So at any speed maximising the force at that speed comes from gearing it to running at maximum power.
Yes, but it also runs at constant torque as well as constant power.
Therefore with cvt maximum force across speed range comes from running at maximum power continuously and infinitely variably change gearing. This provides maximum torque to the wheels or linear force to sled tracks
Since engine power and torque are constant, the remaining variable is the clutch.
It changes clutch ratio which multiplies wheel torque, but the power does not change. The trick with a CVT is to tune the shape of the clutch shift curve for acceleration and/or top end.
A load cell dyno'd 800 hp engine in a small lightweight car with skinny tyres never produces 800hp in the car.
Excellent observation. No matter how much torque or horsepower is seen on a dyno, the actual horsepower delivered to the track will depend on grip and traction. Wheelspin indicates the upper limit has been reached; more power does no good whatsoever.
I also prefer to calculate atmospheric parameters from the inputs of temp, humidity and absolute pressure (barometer.)
Using those atmospheric parameters we can calculate absolute air density at any altitude or temperature; in fact the data logger can compute and display absolute air density.
We also predict the percent power loss or gain, the fuel enrichment change needed and air drag.
Carry on, I'm entertained by the snowmobile example since as it was a passion and vocation of mine for a almost two decades. When you get to the part about the track driver/track interface and track hysteresis as knobs to turn to go faster, I might come out to play.

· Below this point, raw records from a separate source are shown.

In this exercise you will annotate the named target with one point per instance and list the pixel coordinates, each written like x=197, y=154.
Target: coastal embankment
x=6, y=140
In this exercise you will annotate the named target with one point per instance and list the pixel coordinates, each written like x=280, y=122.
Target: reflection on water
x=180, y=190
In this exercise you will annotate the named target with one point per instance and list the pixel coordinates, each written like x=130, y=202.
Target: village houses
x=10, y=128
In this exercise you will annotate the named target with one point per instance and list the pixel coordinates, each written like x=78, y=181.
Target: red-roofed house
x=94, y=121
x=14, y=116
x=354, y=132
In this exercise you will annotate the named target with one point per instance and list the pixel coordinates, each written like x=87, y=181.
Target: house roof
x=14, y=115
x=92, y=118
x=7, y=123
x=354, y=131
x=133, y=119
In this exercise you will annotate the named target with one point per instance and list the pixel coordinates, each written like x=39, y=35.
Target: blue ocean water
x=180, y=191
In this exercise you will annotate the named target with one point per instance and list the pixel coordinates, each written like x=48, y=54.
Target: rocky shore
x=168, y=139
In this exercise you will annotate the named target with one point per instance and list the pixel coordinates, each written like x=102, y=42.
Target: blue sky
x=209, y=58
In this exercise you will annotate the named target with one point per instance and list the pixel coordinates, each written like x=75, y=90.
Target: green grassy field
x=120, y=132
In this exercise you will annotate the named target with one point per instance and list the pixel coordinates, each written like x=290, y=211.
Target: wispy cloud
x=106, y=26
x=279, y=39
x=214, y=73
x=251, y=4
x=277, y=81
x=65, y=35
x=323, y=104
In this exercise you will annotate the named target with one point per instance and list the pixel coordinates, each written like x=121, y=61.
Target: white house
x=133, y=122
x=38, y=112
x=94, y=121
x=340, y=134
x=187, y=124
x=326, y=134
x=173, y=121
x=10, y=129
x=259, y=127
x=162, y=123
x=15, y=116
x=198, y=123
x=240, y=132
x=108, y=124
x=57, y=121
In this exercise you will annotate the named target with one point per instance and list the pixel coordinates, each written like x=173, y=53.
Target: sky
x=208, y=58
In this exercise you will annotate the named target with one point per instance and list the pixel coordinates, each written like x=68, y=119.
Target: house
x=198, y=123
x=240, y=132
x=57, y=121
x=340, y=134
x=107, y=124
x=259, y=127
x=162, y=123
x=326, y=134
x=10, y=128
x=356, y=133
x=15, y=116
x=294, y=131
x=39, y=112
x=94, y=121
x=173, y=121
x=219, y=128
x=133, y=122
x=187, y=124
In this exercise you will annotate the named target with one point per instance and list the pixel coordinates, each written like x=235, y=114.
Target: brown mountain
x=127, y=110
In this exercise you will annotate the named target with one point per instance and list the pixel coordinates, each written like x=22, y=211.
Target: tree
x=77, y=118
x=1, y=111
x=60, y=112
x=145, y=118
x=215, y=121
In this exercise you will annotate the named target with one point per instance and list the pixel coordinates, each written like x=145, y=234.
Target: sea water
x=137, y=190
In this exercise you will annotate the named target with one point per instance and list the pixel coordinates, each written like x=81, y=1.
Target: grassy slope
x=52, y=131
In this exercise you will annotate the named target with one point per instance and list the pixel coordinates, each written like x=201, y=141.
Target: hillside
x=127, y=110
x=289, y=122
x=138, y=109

Snowmobile racing now consists of drag, oval track, snocross and cross country racing using both two stroke and four stroke engines. The sleds are computer tuned, fuel injected, and some are turbocharged.
Drag sleds now produce almost 1000 horsepower which cannot be put down to the ice. We use on-board computer programs to control boost so as to maintain traction. Belt slippage and track to ground slippage is measured as is acceleration and speed for every foot of track. But there is always more to learn.